Crystal Skillman’s IT situation-farce “Hack” has continued to ramify like an unattended NORAD screensaver that’s been accidentally modeling Defcon 1. The storyline is a labyrinth down which characters keep wandering into random genres connected at some distant, divine remove to whatever-the-hell crisis they’re ostensibly averting (or causing and supposedly controlling) — a great metaphor for mass-media’s constant distractions from a semblance of purpose. Best among the roll-call is the newest character since I skipped an episode, the “It’s a Good Life”-style 10-year-old hacker who fixates on pantomiming Hannah Montana in-between bouts of real-life recreational mastery-of-the-universe. Everyone’s sliding into their avatar identities and wishing they’re someone they’re not, who’s nonetheless realer than they are — a splendid source of episodic tension with no existential season finale in sight.

As its overemphasized title telegraphs, Brent Cox’s “Jack O’Hanrahan and the Troubulation of Doom” remains a pure poetry-slam of vague anxiety and cogent malapropism — “An old war buddy whose death was almost tragic”; “The professor they call…The Professor” — too many to mention, but there’s two more to go.
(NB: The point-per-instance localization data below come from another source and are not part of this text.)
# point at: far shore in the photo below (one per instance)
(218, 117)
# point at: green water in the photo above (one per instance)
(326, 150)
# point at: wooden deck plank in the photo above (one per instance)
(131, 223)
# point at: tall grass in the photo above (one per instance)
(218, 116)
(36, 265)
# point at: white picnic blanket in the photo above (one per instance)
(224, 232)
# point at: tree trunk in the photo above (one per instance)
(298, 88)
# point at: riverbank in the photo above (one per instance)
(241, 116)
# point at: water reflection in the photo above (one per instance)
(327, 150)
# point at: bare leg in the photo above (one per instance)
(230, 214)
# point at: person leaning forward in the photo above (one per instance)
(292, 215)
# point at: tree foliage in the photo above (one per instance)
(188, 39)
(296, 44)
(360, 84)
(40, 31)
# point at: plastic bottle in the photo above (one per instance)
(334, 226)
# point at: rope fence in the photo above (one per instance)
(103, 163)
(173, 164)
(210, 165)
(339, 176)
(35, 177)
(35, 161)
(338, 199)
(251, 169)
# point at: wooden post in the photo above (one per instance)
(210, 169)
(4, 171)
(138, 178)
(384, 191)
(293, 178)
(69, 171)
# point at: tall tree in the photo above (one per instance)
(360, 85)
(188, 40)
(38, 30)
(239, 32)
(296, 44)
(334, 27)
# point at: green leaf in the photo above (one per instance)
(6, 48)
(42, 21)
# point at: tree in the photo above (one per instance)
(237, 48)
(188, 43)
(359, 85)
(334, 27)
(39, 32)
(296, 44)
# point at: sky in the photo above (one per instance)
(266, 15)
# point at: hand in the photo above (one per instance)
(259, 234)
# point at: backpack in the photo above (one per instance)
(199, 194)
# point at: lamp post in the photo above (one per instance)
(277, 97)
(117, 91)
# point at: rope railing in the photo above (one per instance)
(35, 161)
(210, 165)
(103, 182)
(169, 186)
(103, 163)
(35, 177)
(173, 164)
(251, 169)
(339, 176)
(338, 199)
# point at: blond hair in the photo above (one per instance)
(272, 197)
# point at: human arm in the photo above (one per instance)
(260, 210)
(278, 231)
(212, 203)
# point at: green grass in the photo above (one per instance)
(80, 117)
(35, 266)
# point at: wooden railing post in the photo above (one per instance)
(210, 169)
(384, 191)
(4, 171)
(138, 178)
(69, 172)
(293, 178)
On the other hand, shortsightedly pronounced dead here last time, Mac Rogers’ exorcism soap-opera “Mother Sacramento” and James Comtois’ time-travel battlefield melodrama “Entrenched” convinced me of the value of holding on to that cliff; “Sacramento”’s sophisticated setup has swerved into some salutary hysteria and “Entrenched” has reprocessed its slow-build storytelling into genuinely creepy apprehension.

Anchored by an almost episode-length soliloquy from a transcendentally manic Hope Cartelli whose blind-drunk but temporarily cold-turkey character thinks she’s hallucinating the whole scenario, Jeff Lewonczyk’s labcoat-ripper “Lady Cryptozoologist: Season 2” delivered an entire segment-full of sexual Darwinism and Freudian vaudeville; not so much a comedy of errors as of doggedly intentional mis-happenstance, and what else is natural selection for?

I think I’ll miss December so the finales can come as much a surprise to me as to our heroes. There’s always enough mystery if you know where not to look.